When a lien is issued, a
tax lien certificate
is created by the municipality that reflects the amount that is owed on
the property plus any interest or penalties that are due. These
certificates are then auctioned off and subsequently issued to the
highest bidding investor. Tax liens can be purchased for as little as a
few hundred dollars for very small properties, but the majority of them
cost much more. The auctions may be held in a physical setting or
online, and investors may either bid down on the interest rate on the
lien or bid up a premium that they will pay for it. The investor who is
willing to accept the lowest rate of interest or pay the highest premium
will be awarded the lien.
Those who are interested in
purchasing a tax lien can start by deciding what type of property they
would like to hold a lien on, such as residential or commercial, or
undeveloped land versus property with improvements. They can then
contact their city or county treasurer to find out when, where and how
the next auction will be held. The treasurer’s office can tell the
investor where to get a list of properties that are scheduled to be
auctioned as well as a list of rules for how the sale will be conducted.
These rules will outline any preregistration requirements, accepted
methods of payment and other pertinent details.
Every piece of
real estate in a given county that has a tax lien is assigned a number
within its respective parcel, and buyers can look for these liens by
number in order to obtain information about them from the county (this
can often be done online). For each number, the county has the property
address, the name of the owner,
the assessed value of the property, the legal description and a breakdown of the condition of the property and any structures that are located on the premises.
Reaping the Profit from the Lien
Investors who
purchase property tax liens are typically required to immediately pay
the amount of the lien in full back to the issuing municipality. The
investor must then notify the property owner that they are now the lien
holder. The property owner must repay the investor the entire amount of
the lien plus interest, which can range anywhere from 5 to 36% (the rate
will vary from one state to another). If the investor paid a
premium for the lien, this may be added in to the amount that is repaid in some instances.

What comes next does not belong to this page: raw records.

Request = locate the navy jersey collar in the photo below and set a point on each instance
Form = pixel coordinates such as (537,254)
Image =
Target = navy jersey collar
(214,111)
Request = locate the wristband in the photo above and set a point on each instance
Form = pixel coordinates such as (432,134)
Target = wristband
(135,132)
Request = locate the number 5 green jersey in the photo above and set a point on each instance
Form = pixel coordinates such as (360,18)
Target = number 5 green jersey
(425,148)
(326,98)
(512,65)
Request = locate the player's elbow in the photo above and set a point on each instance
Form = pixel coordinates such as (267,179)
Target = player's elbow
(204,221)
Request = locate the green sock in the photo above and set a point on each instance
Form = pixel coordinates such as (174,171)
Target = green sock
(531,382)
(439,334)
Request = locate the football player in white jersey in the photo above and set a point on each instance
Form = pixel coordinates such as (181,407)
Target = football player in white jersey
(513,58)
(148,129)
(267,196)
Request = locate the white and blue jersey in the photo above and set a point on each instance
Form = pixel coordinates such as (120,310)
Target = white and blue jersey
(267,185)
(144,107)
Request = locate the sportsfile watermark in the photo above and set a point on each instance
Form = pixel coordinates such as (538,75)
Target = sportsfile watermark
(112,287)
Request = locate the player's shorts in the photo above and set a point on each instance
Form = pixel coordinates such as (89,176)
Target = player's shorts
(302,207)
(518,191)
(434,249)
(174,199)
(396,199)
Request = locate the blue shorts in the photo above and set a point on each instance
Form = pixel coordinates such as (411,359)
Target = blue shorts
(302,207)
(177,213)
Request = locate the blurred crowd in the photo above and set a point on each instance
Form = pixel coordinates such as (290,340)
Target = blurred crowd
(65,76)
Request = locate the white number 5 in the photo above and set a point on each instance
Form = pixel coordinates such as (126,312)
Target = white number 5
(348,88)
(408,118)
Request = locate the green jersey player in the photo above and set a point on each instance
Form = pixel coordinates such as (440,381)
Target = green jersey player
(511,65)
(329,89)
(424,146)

The repayment schedule usually lasts anywhere from six months to three
years, and in most cases the owner is able to pay the lien in full. If
the owner cannot pay the lien by the deadline, then the investor has the
authority to foreclose on the property just as the municipality would
have (although this is a fairly rare occurrence.)
Disadvantages of Investing in Property Tax Liens
Although property tax liens can yield substantial rates of interest,
investors need to do their homework before wading into this arena. Tax
liens are generally inappropriate for novice investors or those with
little experience with or knowledge of real estate.
Investors
also need to be familiar with the actual property upon which the lien
has been placed to ensure that they can collect the money from the
owner. A dilapidated property that is located in the heart of a slum
neighborhood is probably not a good buy, regardless of the interest rate
that is promised, because the property owner may be completely unable
or unwilling to pay the tax that is owed. Properties that have suffered
any kind of environmental damage, such as from chemicals or hazardous
materials that were deposited there, are also generally undesirable.
Lien owners also need to know what their responsibilities are after they
receive their certificates. They must usually notify the property owner
in writing of their purchase within a stated amount of time and then
send a second letter of notification to them near the end of the
redemption period if payment has not been made in full by that time.
Tax liens are also not everlasting instruments; many of them have an
expiration date after a certain period of time has elapsed after the end
of the redemption period. Once the lien expires, the lienholder becomes
unable to collect any unpaid balance that was previously owed. And
if the property goes into foreclosure, then the lienholder may discover that there are other liens on the property, which can make it impossible to obtain the title.
Many commercial institutions such as banks and
hedge funds
are also getting into the act and have been able to outbid the
competition and drive down yields. This has made it harder for
individual investors to find profitable liens and some have given up as a
result.
The Bottom Line
Property tax liens can be a viable
investment alternative for experienced investors
that are familiar with the real estate market. Those who know what they
are doing and take the time to research the properties upon which they
buy liens can generate substantial profits over time, but the potential
risks that are involved render this arena inappropriate for
unsophisticated investors. For more information on property tax liens,
consult your real estate agent or financial advisor.